Once I went on a missions trip of sorts to Duluth MN when I was in college and living in the United States. It was my mother's idea but I thought it was a great change of pace while visiting home. There were a few people from Finland there to invite locals of Finnish heritage to an evening of Finnish spiritual music. Our motley crew was made up of a former convict, a former drug addict, a former famous singer, a math major who really just wanted to play the piano, me and my mother. We were from different churches there were Baptists and Pentecostals, old and young but we were all Christians and Finnish. We spent a lot of time together and and got to know each other pretty well.
I remember a conversation where, I cannot remember if it was he math major, me or both of us teasing the old people insisting that harps would not be played in heaven because they were pagan instruments played by polytheistic Greeks romping about in various states of undress but the true instrument of heaven was in fact the accordion. I also remember a time he countered their claims of rock music being of the devil that jazz was in fact the music of Satan because it was so sensual. Then he would aggravate the old people by starting to play some old hymn on the piano and jazzing it up. It was all done in good humor and the old people liked the young man exceedingly.
One day while we were driving somewhere in a car the conversation among the older people turned to the fact that everybody in the Tampere Pentecostal Church youth group had dreadlocks. It was big and had many young people but that did not count because they had dreadlocks. That meant they were Rastafarian. I said that it was just a hairstyle and it had to be nothing more, it did not mean they were Rastafarian. One of the older people countered me by stating that it was more than a hairstyle in a way that meant that there was to be no more discussion of it.
I knew they were wrong, very wrong but I was not interested in an argument and I liked all these people, especially the two men with questionable pasts. Still my perception of them became a little colored and my own knowledge in my heart was not shaken that hair was just dead protein. I cannot pretend that this did not in part did not influence in past some of my later choices of hair styles. I spent a few years alternating my hair between shaven and a mohawk. I proved myself to be right. I was not altered with the change in the way I looked. The reactions of other people toward me changed, but I did not. One day I was being cat called and hassled, the next I looked like a 12 year old boy from a distance and was left alone.
What I am trying to get at is many things are labeled as sinful, gateways to sin or signs of sin when there is barely correlation, certainly not causation. When my parents were young, Pentecostals in Finland did not drink alcohol, dance, play cards and the women did not pierce their ears. The root cause was that sometimes these things were associated with activities that the church deemed sinful, and in many cases Bible too, and therefore they became sin by association. Alcohol drinking was all out banned for obvious reasons, overuse of alcohol is a terrible thing and still a wide reaching and real problem in Finnish society. Card playing was out because it was associated with drinking and gambling and such and both are bad when not exercised in strict moderation. Dancing was out because it was seen as a gateway to fornication and a lot of other vises, like drinking, went along with it.

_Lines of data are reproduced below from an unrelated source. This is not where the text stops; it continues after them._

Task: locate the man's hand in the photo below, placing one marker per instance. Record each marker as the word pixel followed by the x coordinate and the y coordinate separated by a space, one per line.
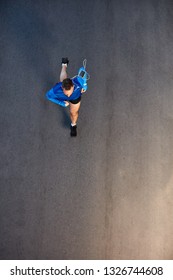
pixel 66 103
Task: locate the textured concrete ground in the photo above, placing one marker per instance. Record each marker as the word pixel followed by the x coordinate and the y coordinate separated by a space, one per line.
pixel 106 194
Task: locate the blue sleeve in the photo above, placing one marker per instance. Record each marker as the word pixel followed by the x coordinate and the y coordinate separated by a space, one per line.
pixel 51 96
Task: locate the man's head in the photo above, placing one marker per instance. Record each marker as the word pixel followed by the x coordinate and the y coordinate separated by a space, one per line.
pixel 67 86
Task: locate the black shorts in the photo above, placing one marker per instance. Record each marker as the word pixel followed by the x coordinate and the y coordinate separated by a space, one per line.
pixel 75 101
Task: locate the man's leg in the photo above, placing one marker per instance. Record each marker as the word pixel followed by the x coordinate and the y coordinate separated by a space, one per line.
pixel 74 113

As for pierced ears I am not sure what was bad about them. I suppose they were like the dreadlocks, they looked sinful and had sinful correlations in the minds of people. All I know is that when my mother was newly saved, still fresh and enthusiastic, went to church with tiny pearl studs a woman told her that she could not be saved and wear earnings. She was mortified and took them out for ten years or so. Still, while she does not oppose others wearing earrings she does not feel comfortable wearing them herself.
First Corinthians speaks about this topic. In chapter 8 it states that eating meat that is consecrated to idols is no sin, unless by doing it you lead others astray. In the same way dreadlocks are no sin and neither are earrings. In both cases no one was lead astray, no where in the Bible does it state that incurring the judgment of your brothers and sisters in Christ is a sin. Your sin is ultimately between you and God and outward adornments are not sinful. It does not matter to God nearly as much what we put on or in our bodies as what is in our hearts. If our hearts are for him it does not matter how our hair is done, how many piercings we have or if we enjoy a good game of solitaire while sipping a beer, or what ever. Those things are not sin. Sin happens when your heart turns away from God because it knows you are hurting someone, be that yourself by ripping your liver apart with excessive alcohol or by gambling your family to the poorhouse.